Straw man arguments are used in a few different ways. In a live debate, one might be used in an attempt to back the opposing debater into a corner and force them to defend an extreme or unpopular take on their position. In a piece of writing, a straw man argument makes it easy for the writer to make their position look rational and appealing. By doing this, though, the writer is giving readers a biased look at the issue they’re discussing. When readers aren’t familiar with the topic, this can give them the wrong idea and prevent them from developing well-reasoned opinions on it. And when readers are familiar with the topic, it can make the writer look foolish and cause readers to take their position less seriously. 

Link to the rest at The Grammarly Blog

3 thoughts on “What Is a Straw Man Argument? Definition and Examples”

  1. I don’t think writers should be listening to a bot about logic – or anything not directly related to how many times you have used ‘that’ in a scene or article.

    Topics such as logical fallacies – and accusing others of making them – belong in educational situations and journalism classes and should be something the writer is familiar with before writing.

    It is a vast overreach for a piece of software to attempt anything beyond looking up cliches in a cliche database the software designers have compiled for the program.

    Another reason I won’t go near Grammarly – I don’t have the time or patience to fight AI on MY turf.

    I wouldn’t be surprised if AutoCrit, my editing program and lifetime subscription, has some similar stuff added to it, but I’ve already learned how to use that to edit the way I want to (I use it mostly for a counting program to monitor my habit of using the same words repeatedly with different meanings – a side effect of a damaged brain), and other peculiarities of digital writing and editing such as leaving something like ‘the the’ in a file because there’s a line break or word-wrap between them.

    I don’t need or want software auditioning for a position as my ‘Digital Assistant.’ I have enough problems already.

    • Autocrit definitely has an AI feature. I discovered it when I noticed a new “button” (it’s called “Inspiration”) on the interface and I asked, “What does this thing do?”

      Basically, it reads up to whatever paragraph you have highlighted, then gives three suggestions for what could happen next, plotwise. I was not impressed; the suggestions were cliched and wide of the mark of what I actually wrote / planned for the story.
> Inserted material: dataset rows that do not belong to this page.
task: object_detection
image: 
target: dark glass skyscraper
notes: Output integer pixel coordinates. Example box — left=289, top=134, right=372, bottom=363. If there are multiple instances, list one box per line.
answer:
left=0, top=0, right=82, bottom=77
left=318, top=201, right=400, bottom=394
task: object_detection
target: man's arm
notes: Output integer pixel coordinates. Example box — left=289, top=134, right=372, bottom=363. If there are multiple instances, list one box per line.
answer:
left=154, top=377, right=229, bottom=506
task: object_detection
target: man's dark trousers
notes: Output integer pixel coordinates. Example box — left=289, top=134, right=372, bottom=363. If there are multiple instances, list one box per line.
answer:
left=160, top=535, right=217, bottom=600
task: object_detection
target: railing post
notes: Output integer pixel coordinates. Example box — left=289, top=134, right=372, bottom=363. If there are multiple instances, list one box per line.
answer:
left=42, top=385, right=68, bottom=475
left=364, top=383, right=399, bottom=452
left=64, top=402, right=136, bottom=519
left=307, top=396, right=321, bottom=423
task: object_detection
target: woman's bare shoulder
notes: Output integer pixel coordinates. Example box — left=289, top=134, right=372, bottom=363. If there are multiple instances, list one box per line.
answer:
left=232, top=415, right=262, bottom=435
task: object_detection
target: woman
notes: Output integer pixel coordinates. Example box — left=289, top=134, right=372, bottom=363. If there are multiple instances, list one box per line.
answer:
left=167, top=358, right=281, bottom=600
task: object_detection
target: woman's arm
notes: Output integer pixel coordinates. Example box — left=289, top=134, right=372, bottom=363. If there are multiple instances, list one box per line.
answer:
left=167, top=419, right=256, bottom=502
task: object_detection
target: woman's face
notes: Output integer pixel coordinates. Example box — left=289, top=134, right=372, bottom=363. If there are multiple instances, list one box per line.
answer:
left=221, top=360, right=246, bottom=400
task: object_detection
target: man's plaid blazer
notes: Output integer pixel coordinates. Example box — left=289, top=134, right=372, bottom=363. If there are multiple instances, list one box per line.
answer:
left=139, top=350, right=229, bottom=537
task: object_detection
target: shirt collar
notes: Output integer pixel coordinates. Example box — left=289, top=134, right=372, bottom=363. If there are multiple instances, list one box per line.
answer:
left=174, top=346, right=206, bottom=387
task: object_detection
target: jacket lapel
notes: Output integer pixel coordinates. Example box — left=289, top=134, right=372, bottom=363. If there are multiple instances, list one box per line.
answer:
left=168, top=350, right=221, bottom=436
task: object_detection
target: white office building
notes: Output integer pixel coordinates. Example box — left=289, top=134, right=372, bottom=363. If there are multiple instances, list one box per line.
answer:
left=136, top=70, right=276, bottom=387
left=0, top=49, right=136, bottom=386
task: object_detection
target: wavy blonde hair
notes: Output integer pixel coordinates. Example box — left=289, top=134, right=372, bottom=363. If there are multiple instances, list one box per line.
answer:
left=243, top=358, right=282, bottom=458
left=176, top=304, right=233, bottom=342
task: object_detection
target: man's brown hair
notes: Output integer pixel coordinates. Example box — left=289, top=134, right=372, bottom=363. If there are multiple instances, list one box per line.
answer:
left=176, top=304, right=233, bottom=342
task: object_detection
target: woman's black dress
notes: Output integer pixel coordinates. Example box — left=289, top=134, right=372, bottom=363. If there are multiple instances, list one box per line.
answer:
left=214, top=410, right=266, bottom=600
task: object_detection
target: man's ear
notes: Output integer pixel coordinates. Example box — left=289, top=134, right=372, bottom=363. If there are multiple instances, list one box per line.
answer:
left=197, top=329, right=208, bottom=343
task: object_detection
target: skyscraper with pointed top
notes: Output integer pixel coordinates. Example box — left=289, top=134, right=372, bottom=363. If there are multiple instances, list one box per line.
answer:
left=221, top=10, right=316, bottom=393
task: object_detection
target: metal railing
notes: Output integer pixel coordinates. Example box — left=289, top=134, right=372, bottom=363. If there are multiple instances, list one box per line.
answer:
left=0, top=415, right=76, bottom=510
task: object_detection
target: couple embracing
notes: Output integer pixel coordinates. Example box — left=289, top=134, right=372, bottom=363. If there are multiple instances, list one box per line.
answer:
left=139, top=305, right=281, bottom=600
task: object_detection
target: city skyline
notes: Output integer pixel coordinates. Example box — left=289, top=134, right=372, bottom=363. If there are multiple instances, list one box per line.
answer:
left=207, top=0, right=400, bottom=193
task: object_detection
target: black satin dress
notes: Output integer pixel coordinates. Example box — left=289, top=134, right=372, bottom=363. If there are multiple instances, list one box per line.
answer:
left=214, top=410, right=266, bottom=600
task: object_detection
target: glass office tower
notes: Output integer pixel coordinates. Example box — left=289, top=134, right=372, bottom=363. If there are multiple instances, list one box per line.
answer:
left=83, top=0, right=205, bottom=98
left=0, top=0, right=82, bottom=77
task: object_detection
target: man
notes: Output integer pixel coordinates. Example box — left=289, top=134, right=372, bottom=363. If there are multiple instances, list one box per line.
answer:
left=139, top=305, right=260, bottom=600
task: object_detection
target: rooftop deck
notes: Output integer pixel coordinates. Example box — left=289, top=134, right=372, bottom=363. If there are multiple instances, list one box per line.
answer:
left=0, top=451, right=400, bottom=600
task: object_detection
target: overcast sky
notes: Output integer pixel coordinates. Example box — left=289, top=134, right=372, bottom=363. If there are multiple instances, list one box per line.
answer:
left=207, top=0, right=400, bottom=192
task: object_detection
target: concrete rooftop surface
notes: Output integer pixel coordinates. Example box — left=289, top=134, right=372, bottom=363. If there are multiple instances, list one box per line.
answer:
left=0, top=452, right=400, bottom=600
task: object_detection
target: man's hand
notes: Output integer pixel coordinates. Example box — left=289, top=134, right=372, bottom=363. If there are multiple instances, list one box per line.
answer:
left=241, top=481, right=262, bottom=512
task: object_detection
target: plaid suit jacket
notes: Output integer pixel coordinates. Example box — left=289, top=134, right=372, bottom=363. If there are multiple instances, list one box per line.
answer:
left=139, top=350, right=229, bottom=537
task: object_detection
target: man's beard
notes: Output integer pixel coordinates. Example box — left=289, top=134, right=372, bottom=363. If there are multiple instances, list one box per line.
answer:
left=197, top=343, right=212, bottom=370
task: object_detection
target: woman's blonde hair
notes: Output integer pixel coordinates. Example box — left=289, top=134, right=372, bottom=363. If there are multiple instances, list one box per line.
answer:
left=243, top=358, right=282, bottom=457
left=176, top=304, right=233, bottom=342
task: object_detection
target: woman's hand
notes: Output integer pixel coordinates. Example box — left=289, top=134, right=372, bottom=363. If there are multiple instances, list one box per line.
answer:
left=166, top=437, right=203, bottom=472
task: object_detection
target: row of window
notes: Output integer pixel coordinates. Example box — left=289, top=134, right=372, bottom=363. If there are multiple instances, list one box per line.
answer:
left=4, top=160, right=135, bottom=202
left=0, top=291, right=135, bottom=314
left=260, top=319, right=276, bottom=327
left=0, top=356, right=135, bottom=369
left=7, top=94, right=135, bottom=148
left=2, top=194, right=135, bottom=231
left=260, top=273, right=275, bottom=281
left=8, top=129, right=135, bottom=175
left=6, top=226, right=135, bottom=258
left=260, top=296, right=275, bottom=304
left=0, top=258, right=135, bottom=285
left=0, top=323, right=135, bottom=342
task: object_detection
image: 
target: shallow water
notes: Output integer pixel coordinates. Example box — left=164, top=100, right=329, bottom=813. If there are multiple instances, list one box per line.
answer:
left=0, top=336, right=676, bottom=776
      I guess it could be used currently to check if you’ve stretched your imagination muscles enough. But I already habitually sift and measure and percolate ideas in my head; I don’t really want to outsource this task to a machine. Shoot, troubleshooting story ideas and elements is half the fun! And if I’m going to run ideas past someone, I prefer the human to be creative / insightful / interesting. An AI just can’t compete.